Let me say that the creative this week featured equally gifted film making. All in 90 seconds. Oh sure, you might say, "Tim, how do you compare a movie about a man with a terminally compromising medical condition to a ..cough cough.. car commercial?" Look at it this way. Give or take, when you compare apples to apples or mid compacts to mid compacts, there are a few differentiating factors, but for the most part, they're just cars. Like soda pop. Like tissue paper. You have your preferences but when there's really no discerning differences, you make your ultimate purchase decision based on how that car makes you feel. Or, in this case, how the commercial makes you feel.

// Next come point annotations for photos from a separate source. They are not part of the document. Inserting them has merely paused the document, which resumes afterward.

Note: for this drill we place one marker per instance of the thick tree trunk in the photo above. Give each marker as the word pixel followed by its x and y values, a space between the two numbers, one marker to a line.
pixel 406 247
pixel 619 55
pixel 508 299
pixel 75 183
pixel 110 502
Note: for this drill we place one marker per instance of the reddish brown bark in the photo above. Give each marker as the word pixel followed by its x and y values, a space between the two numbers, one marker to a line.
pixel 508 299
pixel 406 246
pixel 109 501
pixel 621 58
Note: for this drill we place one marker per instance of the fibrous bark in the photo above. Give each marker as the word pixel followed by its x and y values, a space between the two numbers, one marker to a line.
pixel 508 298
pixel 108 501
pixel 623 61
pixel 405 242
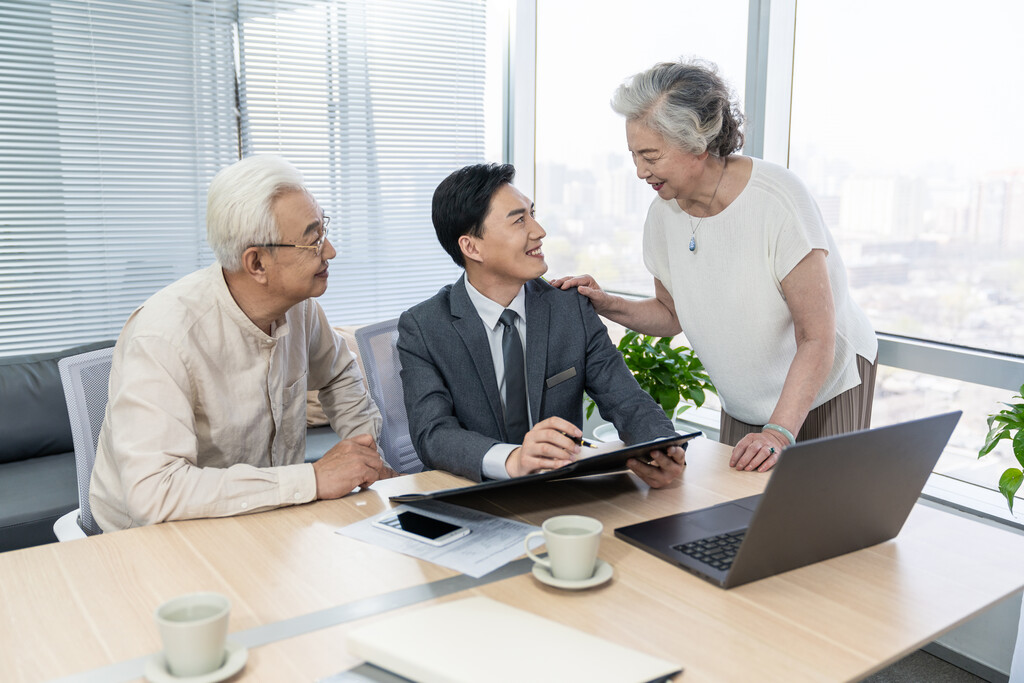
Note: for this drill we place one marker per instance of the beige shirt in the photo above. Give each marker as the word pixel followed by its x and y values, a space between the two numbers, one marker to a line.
pixel 207 414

This commercial really moved me. You know how they say, "It's the little things." You go to a cafe and they serve the latte with a tiny biscuit on the side, or a unique spoon. Attention to detail is the difference between getting by, and going all the way. The little tennis ball on a string that was hung from the rafters of the garage to keep the driver from driving in to far creates character depth and humanity. The few seconds we spend with the son and the day tell a much deeper story. The baseball glove left on the roof of the car. Who hasn't done that, only substitute it for a briefcase or a cup of coffee.

This is a truly great ad. It dispenses the safety features and beauty of the vehicle evenly with life stories of people you know.

This ad makes me proud to be in the business of story telling.


Full credits below. Congratulations to Stacy Wall at Imperial Woodpecker.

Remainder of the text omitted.